How I Designed an OpenAI-Compatible Proxy in Rust (axum) and Why I Moved to Go

Design and prototype implementation of an OpenAI/Ollama-compatible proxy in Rust (axum), the NATS + Dagster integration specification it produced, and the decision to migrate to Go when async context management became the dominant cost.

These articles use AI-generated summaries of Obsidian notes originally kept as technical memos.

English translations are produced with AI assistance.

Conclusion

To unify the entry point of a local LLM platform behind an OpenAI-compatible API, I designed and prototyped a proxy in Rust (axum). Roughly 1,600 lines of Rust delivered a working OpenAI/Ollama-compatible multi-backend proxy with SSE streaming, model-name-based backend routing, and a layered architecture.

However, the broader vision — NATS event relay, Dagster oneshot jobs, RAG orchestration, Qdrant semantic cache — remained stubbed. Managing async contexts for simultaneous SSE relay, NATS subscription, and PostgreSQL/Qdrant writes in Rust was verbose enough that the implementation cost of wiring everything together outweighed the runtime benefits. That led to the decision to migrate to Go (Gin).

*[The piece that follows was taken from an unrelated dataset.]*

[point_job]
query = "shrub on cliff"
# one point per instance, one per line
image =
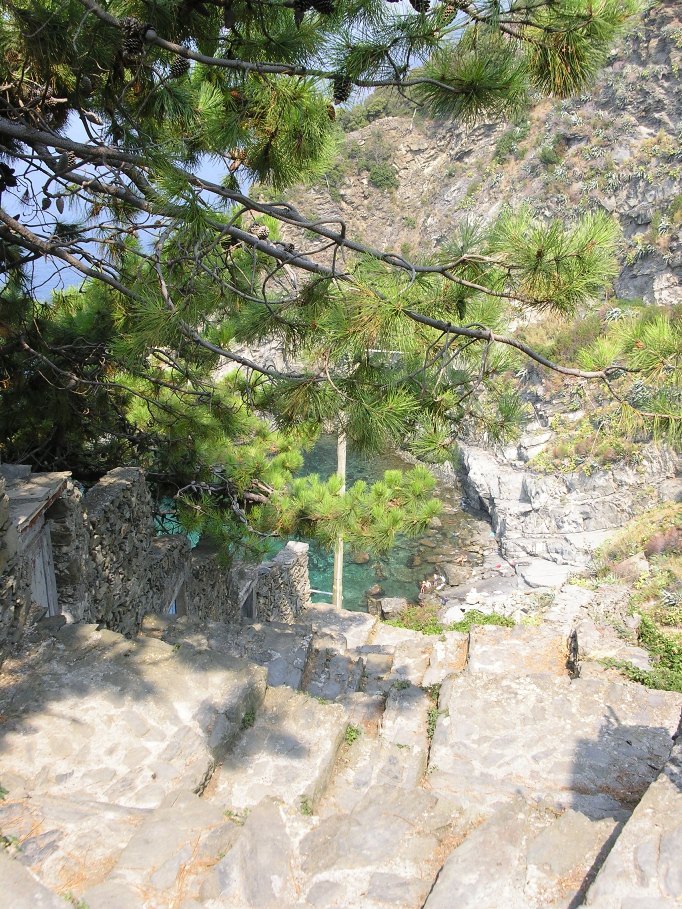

What the Rust prototype accomplished was not a production system, but a locked-down design specification and type contract. The trait definitions and data structures served directly as the spec for the Go rewrite. Goroutine plus channel mapped cleanly onto the same architecture, and the Go implementation moved much faster because the design questions were already settled.

This article is the prequel to the full design record of the Go-based AI orchestration platform.

Prerequisites

Language: Rust 2024 edition
Framework: axum 0.8, tokio 1.48
Serialization: serde / serde_json
HTTP client: reqwest 0.12
Messaging (design only): async-nats 0.45 (stubbed)
Data stores (design only): sqlx 0.8 (PostgreSQL), qdrant-client 1.16 (stubbed)
Logging: tracing / tracing-subscriber
Containers: Docker (proxy + PostgreSQL 18 + Qdrant)
Bind address: 0.0.0.0:8080

Design Decisions

Layered Architecture

Following Clean Architecture dependency rules, the system was split into HTTP, Domain, and Infrastructure layers.

  Client (CLI / IDE / API consumer)
    |
    v
HTTP Layer [bk/http/]
    |-- routes.rs         endpoint registration
    |-- handlers_chat.rs  OpenAI/Ollama chat handlers
    |-- handlers_embeddings.rs  embeddings handler
    |-- error.rs          OpenAI-compatible error mapping
    |
    v
Domain Layer [bk/domain/]
    |-- chat.rs     ChatCompletionRequest/Response, ChatRoute (Direct/Rag/Workflow)
    |-- rag.rs      RagParams, EmbeddingsRequest/Response
    |-- workflow.rs JobRunId
    |
    v
Service Layer [bk/services/]
    |-- ChatService trait     -> HttpChatService (prod) / StubChatService (dev)
    |-- EmbeddingsService trait -> StubEmbeddingsService
    |-- RagService trait      -> StubRagService
    |
    v
Infrastructure Layer [bk/infra/]
    |-- llm.rs          HttpClient (backend LLM calls)
    |-- qdrant_client.rs QdrantClient (vector search)
    |-- auth.rs         ApiKeyAuthorizer

The Domain layer has zero external dependencies. Adding an LLM backend or swapping a data store is an Infra-layer change only. This structure survived the Go migration intact.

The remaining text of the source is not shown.